Palestinian minors often suffer some form of physicial violence within the first 48 hours after arrest.
(Photo courtesy of Maan News Agency)
Ramallah, 3 April 2013—Military Order 1711 came into effect Tuesday, reducing the maximum time a Palestinian child can be detained by Israeli authorities prior to appearing before a military court judge for the first time. The new order shortened the time from four days to 24 or 48 hours depending on a child’s age.
Children aged 12-13 must appear before a military court judge within 24 hours after their arrest, while the period is 48 hours for children aged 14-15. Military Order 1711 does not alter the period for children aged 16-17, which remains 96 hours, the same time period applied to adult detainees.
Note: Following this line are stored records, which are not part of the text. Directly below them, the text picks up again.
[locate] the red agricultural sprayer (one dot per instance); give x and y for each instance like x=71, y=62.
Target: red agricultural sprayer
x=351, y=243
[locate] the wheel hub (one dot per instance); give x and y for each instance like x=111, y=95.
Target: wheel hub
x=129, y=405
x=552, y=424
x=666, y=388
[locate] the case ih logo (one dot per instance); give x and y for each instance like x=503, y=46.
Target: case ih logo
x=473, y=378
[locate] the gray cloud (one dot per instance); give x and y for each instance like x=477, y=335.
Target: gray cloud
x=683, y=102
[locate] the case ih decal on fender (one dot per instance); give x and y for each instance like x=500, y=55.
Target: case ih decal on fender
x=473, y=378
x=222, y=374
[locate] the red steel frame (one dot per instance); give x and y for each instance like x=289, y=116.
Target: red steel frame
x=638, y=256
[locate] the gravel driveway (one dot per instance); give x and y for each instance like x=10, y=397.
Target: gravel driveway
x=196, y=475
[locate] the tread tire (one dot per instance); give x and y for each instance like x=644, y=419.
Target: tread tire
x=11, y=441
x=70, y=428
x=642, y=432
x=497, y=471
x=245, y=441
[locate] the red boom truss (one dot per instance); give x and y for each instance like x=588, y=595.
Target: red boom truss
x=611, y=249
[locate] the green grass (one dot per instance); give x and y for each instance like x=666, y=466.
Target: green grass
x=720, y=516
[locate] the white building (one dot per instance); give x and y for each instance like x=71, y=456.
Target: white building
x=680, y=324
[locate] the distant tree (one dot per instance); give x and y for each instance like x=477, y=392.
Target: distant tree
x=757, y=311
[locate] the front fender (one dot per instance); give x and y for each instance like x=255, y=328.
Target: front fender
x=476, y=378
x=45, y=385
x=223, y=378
In all instances, this time period can be extended for additional 24, 48 or 96 hours for interrogation purposes.
“While this is a positive change, the widespread mistreatment of Palestinian children overwhelmingly occurs within the first 48 hours after an arrest,” said Ayed Abu Eqtaish, Accountability Program director at DCI-Palestine. “These reduced time periods will have no practical impact on ending systematic ill-treatment.”
DCI-Palestine evidence shows that within the first 48 hours after arrest, Palestinian children often suffer some form of physical violence and are interrogated without being informed of their right to silence and without the presence of an attorney or family member, rights Israeli children enjoy. Additional action must be taken to address the widespread and systematic ill-treatment that occurs during the arrest, transfer and interrogation of Palestinian children by the Israeli military before they ever appear in a military court.
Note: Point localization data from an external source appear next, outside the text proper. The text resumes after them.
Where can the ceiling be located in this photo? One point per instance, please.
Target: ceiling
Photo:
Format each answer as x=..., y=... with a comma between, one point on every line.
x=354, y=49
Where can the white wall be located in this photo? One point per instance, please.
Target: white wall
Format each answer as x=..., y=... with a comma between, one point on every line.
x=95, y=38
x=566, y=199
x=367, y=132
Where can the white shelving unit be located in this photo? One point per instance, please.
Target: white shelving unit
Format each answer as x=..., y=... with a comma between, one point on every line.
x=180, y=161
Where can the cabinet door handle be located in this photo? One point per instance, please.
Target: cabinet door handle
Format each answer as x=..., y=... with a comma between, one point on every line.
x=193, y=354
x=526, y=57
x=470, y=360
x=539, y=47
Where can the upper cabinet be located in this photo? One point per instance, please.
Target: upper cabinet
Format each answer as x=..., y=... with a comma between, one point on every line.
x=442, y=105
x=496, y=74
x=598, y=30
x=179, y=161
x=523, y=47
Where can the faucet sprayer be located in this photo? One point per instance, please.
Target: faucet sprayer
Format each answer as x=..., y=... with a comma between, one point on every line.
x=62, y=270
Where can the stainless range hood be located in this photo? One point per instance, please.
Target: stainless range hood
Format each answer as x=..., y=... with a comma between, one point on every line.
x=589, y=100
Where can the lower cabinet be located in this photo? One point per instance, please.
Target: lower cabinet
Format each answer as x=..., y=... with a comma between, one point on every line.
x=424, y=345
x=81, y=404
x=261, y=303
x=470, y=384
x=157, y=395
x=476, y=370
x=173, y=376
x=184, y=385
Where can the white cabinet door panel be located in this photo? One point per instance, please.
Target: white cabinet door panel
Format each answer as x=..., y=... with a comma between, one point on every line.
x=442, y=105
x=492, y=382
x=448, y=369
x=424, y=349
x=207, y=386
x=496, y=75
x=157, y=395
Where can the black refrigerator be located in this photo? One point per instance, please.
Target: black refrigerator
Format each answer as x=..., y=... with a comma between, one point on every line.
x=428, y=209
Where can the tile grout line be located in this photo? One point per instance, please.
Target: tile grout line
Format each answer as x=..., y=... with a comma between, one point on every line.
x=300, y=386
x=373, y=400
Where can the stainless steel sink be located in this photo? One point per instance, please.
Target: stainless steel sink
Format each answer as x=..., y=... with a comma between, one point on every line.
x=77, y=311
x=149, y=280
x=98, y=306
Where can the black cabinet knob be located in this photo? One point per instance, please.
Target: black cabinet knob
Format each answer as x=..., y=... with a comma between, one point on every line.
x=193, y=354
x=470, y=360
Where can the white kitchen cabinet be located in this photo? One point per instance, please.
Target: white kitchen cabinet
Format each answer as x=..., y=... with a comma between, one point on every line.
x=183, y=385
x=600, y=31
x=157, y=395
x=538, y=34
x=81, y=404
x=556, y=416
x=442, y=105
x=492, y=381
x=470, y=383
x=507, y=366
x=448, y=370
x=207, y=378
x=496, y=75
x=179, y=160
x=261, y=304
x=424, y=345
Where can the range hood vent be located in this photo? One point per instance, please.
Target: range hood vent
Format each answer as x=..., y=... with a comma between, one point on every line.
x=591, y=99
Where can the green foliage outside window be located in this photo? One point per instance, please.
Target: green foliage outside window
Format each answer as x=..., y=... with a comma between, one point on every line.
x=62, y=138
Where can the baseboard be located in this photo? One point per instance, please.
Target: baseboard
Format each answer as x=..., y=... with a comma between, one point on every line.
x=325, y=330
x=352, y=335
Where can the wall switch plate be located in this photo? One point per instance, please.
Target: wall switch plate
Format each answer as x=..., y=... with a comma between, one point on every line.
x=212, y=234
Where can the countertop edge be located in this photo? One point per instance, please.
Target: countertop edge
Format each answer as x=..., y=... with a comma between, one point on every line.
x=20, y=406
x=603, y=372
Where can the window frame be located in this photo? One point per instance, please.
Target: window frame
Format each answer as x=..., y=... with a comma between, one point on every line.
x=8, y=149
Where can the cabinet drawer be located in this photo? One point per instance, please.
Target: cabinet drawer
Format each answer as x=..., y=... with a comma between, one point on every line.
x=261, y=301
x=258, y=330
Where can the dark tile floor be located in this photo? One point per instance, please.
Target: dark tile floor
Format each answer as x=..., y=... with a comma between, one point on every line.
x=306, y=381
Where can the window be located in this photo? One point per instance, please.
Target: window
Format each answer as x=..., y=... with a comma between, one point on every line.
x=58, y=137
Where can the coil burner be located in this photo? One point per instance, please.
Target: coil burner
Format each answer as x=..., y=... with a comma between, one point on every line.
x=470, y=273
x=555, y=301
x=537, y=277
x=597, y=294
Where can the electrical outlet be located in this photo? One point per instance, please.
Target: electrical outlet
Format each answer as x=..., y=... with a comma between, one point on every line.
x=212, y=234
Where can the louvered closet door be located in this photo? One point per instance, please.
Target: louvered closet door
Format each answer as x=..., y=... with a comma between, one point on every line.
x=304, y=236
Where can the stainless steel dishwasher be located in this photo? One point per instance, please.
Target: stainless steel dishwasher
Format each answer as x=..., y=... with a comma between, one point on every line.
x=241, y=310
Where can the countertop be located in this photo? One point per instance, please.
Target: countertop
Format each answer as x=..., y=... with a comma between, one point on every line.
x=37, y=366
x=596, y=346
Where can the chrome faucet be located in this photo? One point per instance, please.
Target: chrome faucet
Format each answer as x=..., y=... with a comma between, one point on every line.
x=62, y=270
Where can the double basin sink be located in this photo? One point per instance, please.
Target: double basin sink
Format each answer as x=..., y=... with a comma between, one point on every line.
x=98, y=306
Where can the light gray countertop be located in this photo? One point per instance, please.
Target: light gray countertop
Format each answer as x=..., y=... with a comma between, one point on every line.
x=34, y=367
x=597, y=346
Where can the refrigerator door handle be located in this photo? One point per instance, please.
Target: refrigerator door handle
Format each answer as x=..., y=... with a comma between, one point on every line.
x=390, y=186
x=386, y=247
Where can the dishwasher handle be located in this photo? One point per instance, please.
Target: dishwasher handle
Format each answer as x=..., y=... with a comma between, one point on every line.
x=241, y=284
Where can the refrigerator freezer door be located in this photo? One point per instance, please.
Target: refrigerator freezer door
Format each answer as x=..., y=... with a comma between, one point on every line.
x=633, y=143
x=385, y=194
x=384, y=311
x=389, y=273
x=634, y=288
More favorable time limits exist under Israeli civilian law, which is applied to Israeli children living in illegal Israeli settlement in the West Bank. An Israeli child below the age of 14 must be brought before a civilian judge within 12 hours of arrest. This increases to 24 hours in the case of older Israeli children. Under international law, no state is entitled to discriminate between people it exercises penal jurisdiction over on the basis of their race or nationality.
Since 1967, Palestinian children in the Occupied Palestinian Territory have been living under Israeli military law and prosecuted in military courts. Israel is the only country in the world that systematically prosecutes children in military courts. Palestinian children, some as young as 12 years old, are detained, interrogated and imprisoned within the Israeli military detention system.